Among Colorado voters marijuana legalization is more popular than President Obama or Mitt Romney. This Tuesday the voters in the state approved Amendment 64, which legalizes marijuana under state law, by a remarkably large margin. With most of the vote now counted, Amendment 64 was approved 54.92 percent yes to 45.08 percent no.
As it currently stands 1,307,288 people in Colorado went to the polls and voted to legalize marijuana. By comparison, only 1,252,269 people in the state cast a ballot for Barack Obama for President and just 1,135,165 voted for Mitt Romney. More voters in Colorado want marijuana to be legalized than believe Obama should serve a second term.

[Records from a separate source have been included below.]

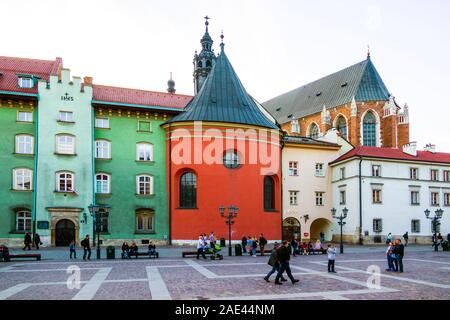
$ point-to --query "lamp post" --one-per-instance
(232, 213)
(435, 220)
(341, 222)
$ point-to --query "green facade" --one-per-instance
(12, 201)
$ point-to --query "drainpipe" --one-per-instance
(360, 201)
(33, 218)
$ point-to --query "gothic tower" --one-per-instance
(204, 61)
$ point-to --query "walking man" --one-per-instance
(262, 243)
(283, 256)
(331, 251)
(27, 241)
(406, 236)
(399, 251)
(201, 247)
(274, 263)
(86, 244)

This is not just an interesting factoid but could have real political implications at both a local and national level. Unlikely Washington State, which also legalized marijuana this year, Colorado is not some liberal bastion. In 2010 Colorado featured one of the most competitive Senate races, and for the past several presidential elections it has been one of the most heavily contested swing states. Colorado is a place both major parties are competitive statewide.

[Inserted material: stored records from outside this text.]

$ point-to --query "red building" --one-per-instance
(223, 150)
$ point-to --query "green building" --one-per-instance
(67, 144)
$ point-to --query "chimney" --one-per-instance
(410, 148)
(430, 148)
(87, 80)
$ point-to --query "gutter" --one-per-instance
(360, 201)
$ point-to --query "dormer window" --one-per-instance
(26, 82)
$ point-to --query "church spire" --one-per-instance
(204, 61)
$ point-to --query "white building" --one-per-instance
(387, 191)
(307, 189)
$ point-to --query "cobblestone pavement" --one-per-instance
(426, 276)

Amendment 64’s strong victory shows that marijuana legalization is not just a winning issue in heavily Democratic areas, but is a position that is now popular in the so-called purple states. If as a politician you oppose marijuana legalization in a place like Colorado you now risk alienating the majority of the electorate. Publicly endorsing marijuana legalization should now be viewed as a politically smart move in large segments of the country.
The fact that marijuana legalization has noticeably more support than Obama in Colorado may also have an impact on the law’s implementation in the state. If there are showdowns with federal agencies over marijuana being legal under state law the fact that it is more popular than the President could encourage local officials to side against the feds.